Under the A$66-million takeover offer, Vango shareholders will receive five Catalyst shares for every 115 Vango shares held. The offer implies a value of 5.2c to each Vango share held, representing a premium of 19.1% to the company’s last closing price and a 30.2% premium to its five-day volume weighted average share price.

On successful completion of both the Superior transaction and Catalyst’s acquisition of Vango, Superior shareholders will own approximately 23% of the enlarged Catalyst.

“This is the transaction that Superior and Catalyst shareholders have been looking for. It is a logical consolidation that offers significant potential for operating synergies while also lowering risk,” said Catalyst MD James Champion de Crespigny.

“The combination of the large resources, big processing capacity and considerable exploration upside gives the combined group genuine scale, long mine life, strong cashflow and outstanding growth prospects, all in the heart of a world-class gold belt in Western Australia. We think this will better appeal to all investors.

“The Plutonic Gold Belt is significant by any world measure. It has historically hosted high-quality deposits, i.e. Timor was over 800 000 oz at 7.5 g/t. This consolidation joins the high-grade Trident and K2 ore bodies, which have 517 000 oz at over 8 g/t gold, and significant potential to grow, with underutilised infrastructure.

“The industrial logic makes sense to all parties.”

The enlarged Catalyst will control three high-grade, highly prospective gold assets, including the enlarged Plutonic-Marymia project, a large tenement package in Victoria, and a strategic tenement package in Tasmania.

Superior president and CEO Chris Jordaan said the company was pleased to offer shareholders the opportunity that had been long proposed, namely the consolidation of the Plutonic-Marymia gold belt, with a meaningful immediate premium, diversification of assets and cash flow, and logically, a listing on the ASX.
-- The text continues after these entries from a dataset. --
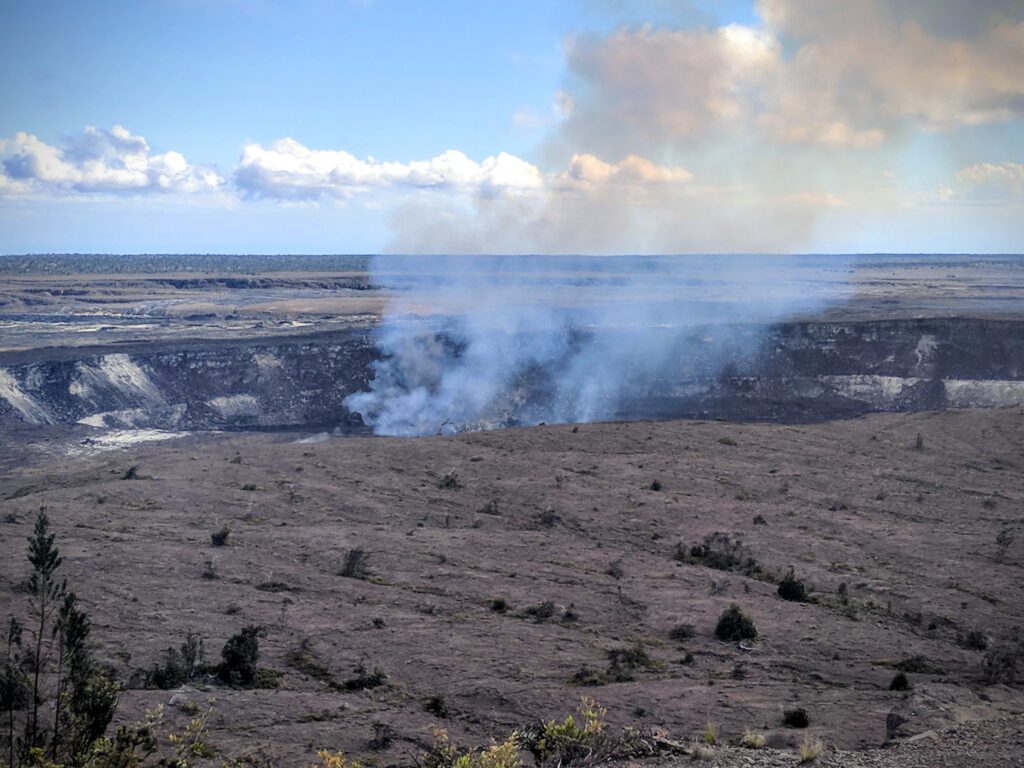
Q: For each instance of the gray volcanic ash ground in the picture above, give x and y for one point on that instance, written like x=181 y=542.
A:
x=567 y=515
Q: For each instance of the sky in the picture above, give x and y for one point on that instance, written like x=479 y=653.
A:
x=483 y=126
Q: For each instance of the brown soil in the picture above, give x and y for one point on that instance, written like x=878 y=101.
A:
x=911 y=532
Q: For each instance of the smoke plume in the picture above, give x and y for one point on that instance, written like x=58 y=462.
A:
x=484 y=342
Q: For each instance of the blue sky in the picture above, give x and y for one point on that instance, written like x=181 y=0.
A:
x=611 y=126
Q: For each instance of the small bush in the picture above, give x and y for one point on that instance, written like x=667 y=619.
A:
x=548 y=518
x=241 y=654
x=500 y=605
x=436 y=706
x=900 y=682
x=752 y=739
x=682 y=632
x=711 y=733
x=734 y=625
x=974 y=640
x=365 y=679
x=542 y=611
x=792 y=589
x=450 y=480
x=811 y=749
x=355 y=564
x=796 y=718
x=179 y=665
x=219 y=538
x=722 y=552
x=1005 y=660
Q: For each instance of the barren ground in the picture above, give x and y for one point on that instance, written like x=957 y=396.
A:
x=910 y=531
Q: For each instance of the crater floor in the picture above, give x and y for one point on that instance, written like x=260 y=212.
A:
x=562 y=514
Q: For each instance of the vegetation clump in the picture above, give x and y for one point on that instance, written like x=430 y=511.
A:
x=219 y=538
x=450 y=480
x=1004 y=663
x=796 y=718
x=355 y=565
x=722 y=552
x=682 y=632
x=436 y=706
x=792 y=589
x=900 y=682
x=734 y=625
x=365 y=679
x=240 y=657
x=58 y=701
x=179 y=665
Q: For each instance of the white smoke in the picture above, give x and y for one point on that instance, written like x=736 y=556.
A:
x=481 y=342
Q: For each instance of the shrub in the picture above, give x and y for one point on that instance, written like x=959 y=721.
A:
x=355 y=564
x=179 y=665
x=900 y=682
x=682 y=632
x=365 y=679
x=1003 y=542
x=542 y=611
x=436 y=706
x=974 y=640
x=734 y=625
x=811 y=749
x=219 y=538
x=753 y=740
x=450 y=480
x=711 y=733
x=1004 y=662
x=566 y=741
x=792 y=589
x=241 y=654
x=722 y=552
x=58 y=701
x=796 y=718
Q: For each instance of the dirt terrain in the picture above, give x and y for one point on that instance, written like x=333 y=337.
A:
x=586 y=517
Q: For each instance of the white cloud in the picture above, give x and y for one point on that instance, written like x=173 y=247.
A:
x=836 y=75
x=97 y=161
x=988 y=182
x=288 y=170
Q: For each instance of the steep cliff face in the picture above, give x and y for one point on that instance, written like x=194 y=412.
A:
x=267 y=384
x=792 y=372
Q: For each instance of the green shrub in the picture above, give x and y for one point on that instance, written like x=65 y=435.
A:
x=900 y=682
x=355 y=564
x=219 y=538
x=796 y=718
x=241 y=655
x=792 y=589
x=734 y=625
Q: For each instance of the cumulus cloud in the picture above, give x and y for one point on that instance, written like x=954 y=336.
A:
x=987 y=182
x=838 y=75
x=97 y=161
x=288 y=170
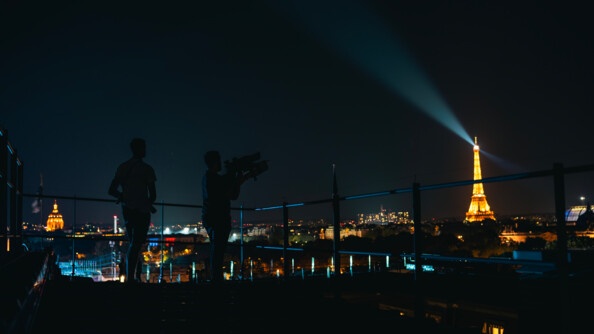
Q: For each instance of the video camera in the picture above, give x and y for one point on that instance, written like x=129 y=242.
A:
x=249 y=165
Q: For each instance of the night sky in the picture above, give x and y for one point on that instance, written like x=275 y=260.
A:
x=390 y=92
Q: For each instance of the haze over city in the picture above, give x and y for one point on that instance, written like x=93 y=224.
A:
x=390 y=93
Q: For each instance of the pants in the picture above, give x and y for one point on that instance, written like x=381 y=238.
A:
x=219 y=236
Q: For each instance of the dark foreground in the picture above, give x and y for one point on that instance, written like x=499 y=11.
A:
x=384 y=301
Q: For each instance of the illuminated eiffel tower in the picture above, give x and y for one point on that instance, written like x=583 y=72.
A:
x=479 y=208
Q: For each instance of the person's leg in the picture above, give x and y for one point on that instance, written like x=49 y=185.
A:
x=132 y=253
x=220 y=245
x=212 y=254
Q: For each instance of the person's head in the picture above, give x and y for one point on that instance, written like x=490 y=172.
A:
x=138 y=146
x=213 y=160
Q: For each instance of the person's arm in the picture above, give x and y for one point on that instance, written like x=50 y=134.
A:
x=152 y=192
x=114 y=188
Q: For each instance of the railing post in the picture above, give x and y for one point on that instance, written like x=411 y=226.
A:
x=418 y=247
x=3 y=189
x=286 y=263
x=241 y=242
x=336 y=223
x=562 y=262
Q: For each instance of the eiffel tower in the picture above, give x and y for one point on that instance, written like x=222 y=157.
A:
x=479 y=208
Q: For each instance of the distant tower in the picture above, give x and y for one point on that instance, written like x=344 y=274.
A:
x=479 y=208
x=54 y=220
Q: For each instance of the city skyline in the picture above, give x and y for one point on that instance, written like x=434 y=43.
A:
x=387 y=93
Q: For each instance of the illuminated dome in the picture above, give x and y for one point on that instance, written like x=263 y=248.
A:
x=54 y=220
“We believe the Transaction will create a strong platform from which to advance the development of the Plutonic underground mine and surrounding openpit projects,” Jordaan said on Friday.

“Shareholders will also benefit from Catalyst’s strong Australian shareholder register, financial strength and portfolio of exploration projects. We would like to thank our indigenous partners, the Jiddi-Jiddi and Gingirana, for all of their support. I am confident that, when completed, this transaction will mean an even stronger future for Plutonic. Catalyst will bring to Plutonic a team with international mining experience, a proven track record of exploration success and the financial resources to develop the district.”

The Superior transaction is subject to a number of conditions, including Superior shareholder approval and the necessary regulatory, stock exchange and court approvals.


The agreement would also require Catalyst to raise A$20-million in financing within 30 days of the agreement, with the pricing and timing of the capital raise yet to be determined.

Catalyst said that its shareholder and joint venture partner Hancock Prospecting had agreed to continue to support the company by maintaining its pro-rata shareholding in Catalyst through the capital raise.